Math graphic
📐 Concept diagram

14-10 — Stochastic and Non-Convex Optimization

Phase: Optimization | Subject: 14-10 Prerequisites: 14-03-variants-gradient-descent.md, 14-06-convex-sets-functions.md Next subject: 15-01-floating-point-arithmetic.md


Learning Objectives

By the end of this subject, you will be able to:

  1. Explain why gradient descent finds "good enough" solutions on non-convex problems in practice
  2. Describe the strict saddle property and why SGD escapes saddle points
  3. State convergence guarantees for SGD on non-convex objectives (to stationary points)
  4. Discuss the role of overparameterization in making neural network loss surfaces benign
  5. Apply practical heuristics for training non-convex models (learning rate warmup, scheduling, early stopping)

Core Content

The Non-Convex Reality

Almost every interesting ML model involves non-convex optimization. The loss landscape of a neural network has: - Many local minima (but most are nearly as good as the global minimum, especially for overparameterized models) - Countless saddle points (the real enemy) - Flat regions (plateaus) where gradients vanish

Yet gradient-based methods work remarkably well. Why?

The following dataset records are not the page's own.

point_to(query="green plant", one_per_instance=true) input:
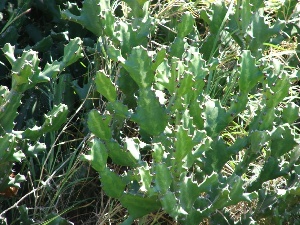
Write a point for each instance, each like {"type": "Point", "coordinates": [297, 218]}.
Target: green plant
{"type": "Point", "coordinates": [189, 110]}
{"type": "Point", "coordinates": [176, 157]}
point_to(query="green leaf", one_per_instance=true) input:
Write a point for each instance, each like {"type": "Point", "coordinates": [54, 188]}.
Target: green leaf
{"type": "Point", "coordinates": [150, 115]}
{"type": "Point", "coordinates": [139, 67]}
{"type": "Point", "coordinates": [98, 156]}
{"type": "Point", "coordinates": [188, 193]}
{"type": "Point", "coordinates": [186, 24]}
{"type": "Point", "coordinates": [72, 52]}
{"type": "Point", "coordinates": [139, 206]}
{"type": "Point", "coordinates": [112, 183]}
{"type": "Point", "coordinates": [282, 140]}
{"type": "Point", "coordinates": [216, 118]}
{"type": "Point", "coordinates": [184, 144]}
{"type": "Point", "coordinates": [290, 113]}
{"type": "Point", "coordinates": [99, 124]}
{"type": "Point", "coordinates": [119, 156]}
{"type": "Point", "coordinates": [250, 74]}
{"type": "Point", "coordinates": [163, 177]}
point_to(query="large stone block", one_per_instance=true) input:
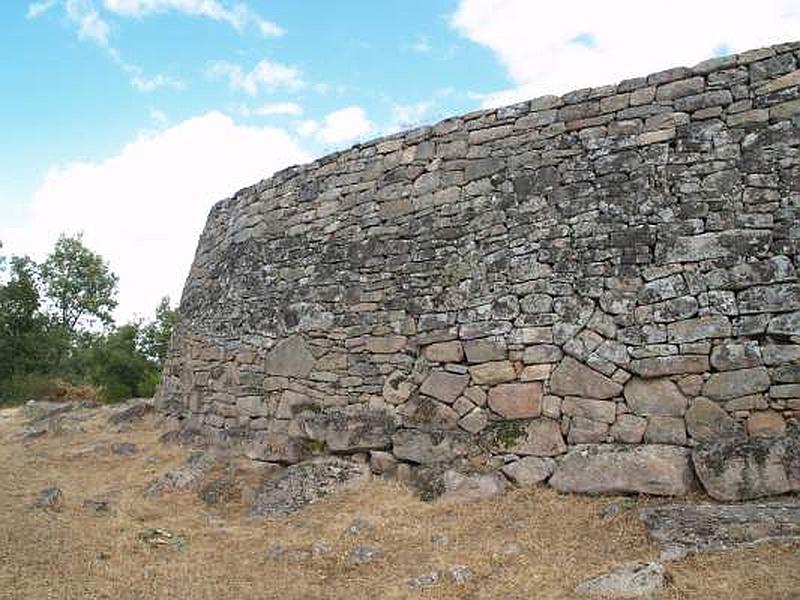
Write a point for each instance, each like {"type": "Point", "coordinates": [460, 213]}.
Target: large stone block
{"type": "Point", "coordinates": [656, 397]}
{"type": "Point", "coordinates": [735, 469]}
{"type": "Point", "coordinates": [492, 373]}
{"type": "Point", "coordinates": [572, 378]}
{"type": "Point", "coordinates": [516, 400]}
{"type": "Point", "coordinates": [289, 358]}
{"type": "Point", "coordinates": [732, 384]}
{"type": "Point", "coordinates": [444, 386]}
{"type": "Point", "coordinates": [430, 447]}
{"type": "Point", "coordinates": [612, 469]}
{"type": "Point", "coordinates": [538, 437]}
{"type": "Point", "coordinates": [706, 420]}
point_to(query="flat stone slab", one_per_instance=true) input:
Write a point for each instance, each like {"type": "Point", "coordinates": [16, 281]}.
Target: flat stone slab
{"type": "Point", "coordinates": [660, 470]}
{"type": "Point", "coordinates": [735, 469]}
{"type": "Point", "coordinates": [304, 483]}
{"type": "Point", "coordinates": [682, 529]}
{"type": "Point", "coordinates": [631, 580]}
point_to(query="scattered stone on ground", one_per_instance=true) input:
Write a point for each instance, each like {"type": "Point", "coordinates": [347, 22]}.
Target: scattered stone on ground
{"type": "Point", "coordinates": [124, 448]}
{"type": "Point", "coordinates": [463, 487]}
{"type": "Point", "coordinates": [357, 526]}
{"type": "Point", "coordinates": [460, 574]}
{"type": "Point", "coordinates": [659, 470]}
{"type": "Point", "coordinates": [303, 483]}
{"type": "Point", "coordinates": [133, 410]}
{"type": "Point", "coordinates": [187, 476]}
{"type": "Point", "coordinates": [185, 436]}
{"type": "Point", "coordinates": [684, 528]}
{"type": "Point", "coordinates": [158, 537]}
{"type": "Point", "coordinates": [631, 580]}
{"type": "Point", "coordinates": [361, 555]}
{"type": "Point", "coordinates": [99, 506]}
{"type": "Point", "coordinates": [735, 469]}
{"type": "Point", "coordinates": [425, 580]}
{"type": "Point", "coordinates": [51, 498]}
{"type": "Point", "coordinates": [220, 491]}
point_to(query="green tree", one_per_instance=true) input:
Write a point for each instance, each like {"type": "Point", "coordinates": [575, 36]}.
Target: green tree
{"type": "Point", "coordinates": [79, 285]}
{"type": "Point", "coordinates": [156, 334]}
{"type": "Point", "coordinates": [116, 363]}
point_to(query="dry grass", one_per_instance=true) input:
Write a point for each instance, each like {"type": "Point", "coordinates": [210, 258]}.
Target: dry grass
{"type": "Point", "coordinates": [530, 543]}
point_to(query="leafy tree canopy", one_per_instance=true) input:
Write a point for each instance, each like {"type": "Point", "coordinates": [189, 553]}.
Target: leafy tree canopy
{"type": "Point", "coordinates": [79, 284]}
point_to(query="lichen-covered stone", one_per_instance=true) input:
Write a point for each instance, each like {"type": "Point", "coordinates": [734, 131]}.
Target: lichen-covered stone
{"type": "Point", "coordinates": [516, 400]}
{"type": "Point", "coordinates": [655, 397]}
{"type": "Point", "coordinates": [572, 378]}
{"type": "Point", "coordinates": [735, 469]}
{"type": "Point", "coordinates": [496, 284]}
{"type": "Point", "coordinates": [612, 469]}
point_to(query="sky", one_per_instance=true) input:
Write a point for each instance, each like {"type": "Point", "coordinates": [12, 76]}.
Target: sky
{"type": "Point", "coordinates": [126, 120]}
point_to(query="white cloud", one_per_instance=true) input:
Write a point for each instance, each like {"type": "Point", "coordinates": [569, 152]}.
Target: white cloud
{"type": "Point", "coordinates": [266, 75]}
{"type": "Point", "coordinates": [406, 116]}
{"type": "Point", "coordinates": [91, 25]}
{"type": "Point", "coordinates": [345, 125]}
{"type": "Point", "coordinates": [37, 9]}
{"type": "Point", "coordinates": [159, 116]}
{"type": "Point", "coordinates": [559, 46]}
{"type": "Point", "coordinates": [273, 108]}
{"type": "Point", "coordinates": [144, 208]}
{"type": "Point", "coordinates": [237, 15]}
{"type": "Point", "coordinates": [150, 84]}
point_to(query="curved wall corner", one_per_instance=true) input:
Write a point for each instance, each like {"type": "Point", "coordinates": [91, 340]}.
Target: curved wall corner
{"type": "Point", "coordinates": [616, 266]}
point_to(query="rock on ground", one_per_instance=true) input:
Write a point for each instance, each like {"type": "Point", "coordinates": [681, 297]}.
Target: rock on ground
{"type": "Point", "coordinates": [735, 469]}
{"type": "Point", "coordinates": [681, 529]}
{"type": "Point", "coordinates": [303, 483]}
{"type": "Point", "coordinates": [463, 487]}
{"type": "Point", "coordinates": [654, 469]}
{"type": "Point", "coordinates": [132, 411]}
{"type": "Point", "coordinates": [51, 498]}
{"type": "Point", "coordinates": [631, 580]}
{"type": "Point", "coordinates": [188, 476]}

The Strict Saddle Property

A saddle point $\mathbf{x}$ is strict if $\lambda_{\min}(\nabla^2 f(\mathbf{x})) < 0$ — the Hessian has at least one strictly negative eigenvalue, meaning there exists a direction of descent.

Key result (Ge et al., 2015; Jin et al., 2017): For functions where all saddle points are strict, gradient descent with random initialization (or small perturbations) almost surely converges to a local minimum, not a saddle point.

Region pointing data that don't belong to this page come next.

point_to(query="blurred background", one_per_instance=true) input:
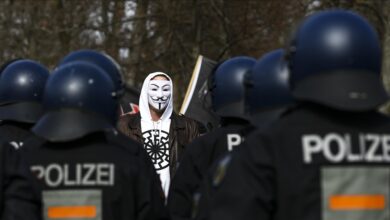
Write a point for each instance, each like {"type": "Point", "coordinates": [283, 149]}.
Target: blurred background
{"type": "Point", "coordinates": [165, 35]}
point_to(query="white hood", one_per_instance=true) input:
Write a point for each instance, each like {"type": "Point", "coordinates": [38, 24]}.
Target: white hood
{"type": "Point", "coordinates": [143, 99]}
{"type": "Point", "coordinates": [156, 133]}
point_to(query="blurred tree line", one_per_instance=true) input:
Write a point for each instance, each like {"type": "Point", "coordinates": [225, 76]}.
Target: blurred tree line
{"type": "Point", "coordinates": [164, 35]}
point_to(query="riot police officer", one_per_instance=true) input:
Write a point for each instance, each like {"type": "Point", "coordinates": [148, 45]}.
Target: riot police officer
{"type": "Point", "coordinates": [113, 69]}
{"type": "Point", "coordinates": [267, 98]}
{"type": "Point", "coordinates": [326, 158]}
{"type": "Point", "coordinates": [21, 89]}
{"type": "Point", "coordinates": [80, 166]}
{"type": "Point", "coordinates": [227, 90]}
{"type": "Point", "coordinates": [268, 93]}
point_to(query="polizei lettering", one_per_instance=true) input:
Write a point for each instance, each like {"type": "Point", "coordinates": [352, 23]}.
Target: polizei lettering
{"type": "Point", "coordinates": [87, 174]}
{"type": "Point", "coordinates": [337, 147]}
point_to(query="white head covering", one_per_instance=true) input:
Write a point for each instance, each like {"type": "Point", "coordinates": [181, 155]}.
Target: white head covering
{"type": "Point", "coordinates": [143, 99]}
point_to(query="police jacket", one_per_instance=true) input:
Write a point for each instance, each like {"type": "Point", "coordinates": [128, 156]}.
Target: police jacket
{"type": "Point", "coordinates": [199, 156]}
{"type": "Point", "coordinates": [100, 176]}
{"type": "Point", "coordinates": [14, 133]}
{"type": "Point", "coordinates": [182, 131]}
{"type": "Point", "coordinates": [313, 163]}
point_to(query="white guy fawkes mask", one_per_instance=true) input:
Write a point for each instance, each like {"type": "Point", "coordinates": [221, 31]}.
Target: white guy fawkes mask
{"type": "Point", "coordinates": [159, 93]}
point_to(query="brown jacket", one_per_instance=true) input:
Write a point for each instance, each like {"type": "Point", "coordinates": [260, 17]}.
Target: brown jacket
{"type": "Point", "coordinates": [182, 131]}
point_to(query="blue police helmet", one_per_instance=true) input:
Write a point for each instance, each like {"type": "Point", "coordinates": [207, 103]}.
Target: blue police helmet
{"type": "Point", "coordinates": [335, 60]}
{"type": "Point", "coordinates": [268, 85]}
{"type": "Point", "coordinates": [22, 83]}
{"type": "Point", "coordinates": [78, 100]}
{"type": "Point", "coordinates": [103, 60]}
{"type": "Point", "coordinates": [227, 86]}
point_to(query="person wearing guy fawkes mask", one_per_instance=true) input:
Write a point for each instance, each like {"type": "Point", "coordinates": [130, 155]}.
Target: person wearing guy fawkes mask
{"type": "Point", "coordinates": [163, 132]}
{"type": "Point", "coordinates": [226, 90]}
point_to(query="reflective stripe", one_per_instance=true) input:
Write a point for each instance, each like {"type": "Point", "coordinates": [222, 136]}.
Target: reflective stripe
{"type": "Point", "coordinates": [356, 202]}
{"type": "Point", "coordinates": [72, 212]}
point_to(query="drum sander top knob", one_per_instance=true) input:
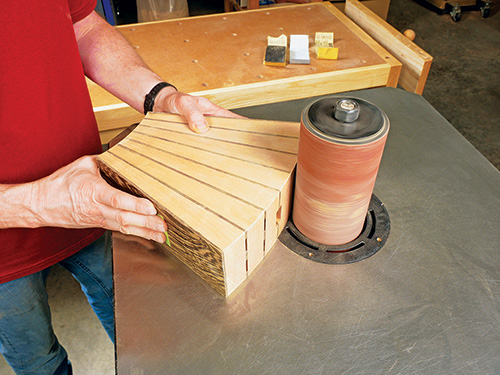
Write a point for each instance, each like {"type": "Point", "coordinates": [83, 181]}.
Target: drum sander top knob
{"type": "Point", "coordinates": [346, 110]}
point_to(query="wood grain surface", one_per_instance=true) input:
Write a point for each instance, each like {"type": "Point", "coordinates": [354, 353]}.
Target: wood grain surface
{"type": "Point", "coordinates": [221, 57]}
{"type": "Point", "coordinates": [225, 195]}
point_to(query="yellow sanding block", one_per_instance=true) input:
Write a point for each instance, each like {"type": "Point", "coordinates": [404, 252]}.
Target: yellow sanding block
{"type": "Point", "coordinates": [324, 46]}
{"type": "Point", "coordinates": [276, 51]}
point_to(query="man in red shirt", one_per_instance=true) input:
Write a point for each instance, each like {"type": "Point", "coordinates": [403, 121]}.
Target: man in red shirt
{"type": "Point", "coordinates": [54, 205]}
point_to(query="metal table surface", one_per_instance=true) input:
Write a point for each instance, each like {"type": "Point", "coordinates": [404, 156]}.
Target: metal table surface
{"type": "Point", "coordinates": [427, 303]}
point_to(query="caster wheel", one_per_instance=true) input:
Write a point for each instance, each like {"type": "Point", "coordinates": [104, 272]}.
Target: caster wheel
{"type": "Point", "coordinates": [485, 10]}
{"type": "Point", "coordinates": [456, 13]}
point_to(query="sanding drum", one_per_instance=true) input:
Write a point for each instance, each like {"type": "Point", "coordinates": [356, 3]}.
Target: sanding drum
{"type": "Point", "coordinates": [340, 148]}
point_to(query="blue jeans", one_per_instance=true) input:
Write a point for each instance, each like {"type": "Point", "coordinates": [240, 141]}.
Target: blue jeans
{"type": "Point", "coordinates": [27, 340]}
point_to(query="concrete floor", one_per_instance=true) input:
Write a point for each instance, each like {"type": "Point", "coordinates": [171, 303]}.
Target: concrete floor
{"type": "Point", "coordinates": [463, 85]}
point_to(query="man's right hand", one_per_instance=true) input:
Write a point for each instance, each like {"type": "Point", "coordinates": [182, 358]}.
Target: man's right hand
{"type": "Point", "coordinates": [76, 196]}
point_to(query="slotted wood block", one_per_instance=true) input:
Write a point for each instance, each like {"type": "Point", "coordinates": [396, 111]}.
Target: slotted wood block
{"type": "Point", "coordinates": [225, 194]}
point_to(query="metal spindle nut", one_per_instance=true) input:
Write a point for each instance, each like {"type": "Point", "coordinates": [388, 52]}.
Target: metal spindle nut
{"type": "Point", "coordinates": [346, 110]}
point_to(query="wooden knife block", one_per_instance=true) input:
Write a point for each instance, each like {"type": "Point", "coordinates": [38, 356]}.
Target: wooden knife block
{"type": "Point", "coordinates": [225, 194]}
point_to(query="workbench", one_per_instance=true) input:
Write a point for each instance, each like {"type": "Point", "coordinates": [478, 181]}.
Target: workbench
{"type": "Point", "coordinates": [428, 302]}
{"type": "Point", "coordinates": [221, 56]}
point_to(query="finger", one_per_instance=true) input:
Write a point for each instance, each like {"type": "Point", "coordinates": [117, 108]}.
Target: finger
{"type": "Point", "coordinates": [127, 218]}
{"type": "Point", "coordinates": [144, 233]}
{"type": "Point", "coordinates": [194, 117]}
{"type": "Point", "coordinates": [149, 227]}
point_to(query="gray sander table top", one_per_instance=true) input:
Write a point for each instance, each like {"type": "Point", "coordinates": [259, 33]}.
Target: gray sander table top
{"type": "Point", "coordinates": [427, 303]}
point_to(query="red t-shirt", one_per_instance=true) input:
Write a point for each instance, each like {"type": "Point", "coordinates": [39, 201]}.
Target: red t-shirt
{"type": "Point", "coordinates": [46, 120]}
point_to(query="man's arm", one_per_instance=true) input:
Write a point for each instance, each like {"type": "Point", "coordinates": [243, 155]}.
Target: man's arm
{"type": "Point", "coordinates": [110, 61]}
{"type": "Point", "coordinates": [76, 196]}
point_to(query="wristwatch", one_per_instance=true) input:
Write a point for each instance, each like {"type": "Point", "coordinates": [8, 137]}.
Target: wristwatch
{"type": "Point", "coordinates": [149, 100]}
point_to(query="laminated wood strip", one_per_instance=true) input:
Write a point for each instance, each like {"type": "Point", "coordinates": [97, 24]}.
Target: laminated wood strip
{"type": "Point", "coordinates": [225, 194]}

Why SGD escapes saddles naturally: The stochastic gradient noise acts as a built-in perturbation mechanism. At a saddle point where $\nabla f \approx \mathbf{0}$, the noise variance keeps the iterate moving. Along negative-curvature directions, this noise pushes the iterate downhill and away from the saddle.

⚠️ CRITICAL — Saddles, not local minima, are the main obstacle in high dimensions. The number of saddle points grows exponentially with dimension, while the number of "bad" local minima may be small. Most theoretical and empirical evidence suggests neural network loss surfaces are dominated by saddles, not spurious local minima.

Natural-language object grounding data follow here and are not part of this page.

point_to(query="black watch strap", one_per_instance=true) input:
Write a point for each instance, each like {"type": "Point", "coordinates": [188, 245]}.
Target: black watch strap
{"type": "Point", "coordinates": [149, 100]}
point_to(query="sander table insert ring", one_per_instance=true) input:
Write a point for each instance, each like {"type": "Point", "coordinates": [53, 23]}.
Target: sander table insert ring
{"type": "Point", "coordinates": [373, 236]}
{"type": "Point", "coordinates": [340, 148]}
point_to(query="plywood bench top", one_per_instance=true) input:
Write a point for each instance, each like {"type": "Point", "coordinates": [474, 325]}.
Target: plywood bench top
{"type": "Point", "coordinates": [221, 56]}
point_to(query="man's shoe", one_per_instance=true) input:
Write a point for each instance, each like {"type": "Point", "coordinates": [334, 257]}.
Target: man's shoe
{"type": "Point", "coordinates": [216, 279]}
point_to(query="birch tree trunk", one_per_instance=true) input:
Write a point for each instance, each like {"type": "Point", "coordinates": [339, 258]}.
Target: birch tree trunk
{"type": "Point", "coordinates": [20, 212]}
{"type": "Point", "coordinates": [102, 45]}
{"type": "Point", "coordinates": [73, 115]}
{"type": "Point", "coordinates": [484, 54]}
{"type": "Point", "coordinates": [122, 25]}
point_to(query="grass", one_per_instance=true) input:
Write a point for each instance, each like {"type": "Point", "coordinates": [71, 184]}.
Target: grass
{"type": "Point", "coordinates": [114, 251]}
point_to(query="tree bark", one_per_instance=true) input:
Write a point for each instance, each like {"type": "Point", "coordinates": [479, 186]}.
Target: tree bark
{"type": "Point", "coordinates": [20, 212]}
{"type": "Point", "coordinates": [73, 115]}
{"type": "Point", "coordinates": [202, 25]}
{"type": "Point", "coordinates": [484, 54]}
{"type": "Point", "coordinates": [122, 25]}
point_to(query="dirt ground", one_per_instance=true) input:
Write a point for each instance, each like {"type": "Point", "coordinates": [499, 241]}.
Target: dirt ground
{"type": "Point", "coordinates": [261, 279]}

Convergence to Stationary Points

For non-convex $L$-smooth $f$, SGD with $\eta = 1/L$ achieves:

$$\min_{k=0,\ldots,K-1} \mathbb{E}[|\nabla f(\mathbf{x}_k)|^2] \leq \frac{2L(f(\mathbf{x}_0) - f^*)}{K} + \frac{\sigma^2}{B}$$

where $\sigma^2$ is gradient variance and $B$ is batch size.

This is an $O(1/K + 1/B)$ rate to a stationary point ($\nabla f \approx 0$), not necessarily a local minimum. But combined with the strict saddle property, we can upgrade this: SGD finds an approximate local minimum in polynomial time.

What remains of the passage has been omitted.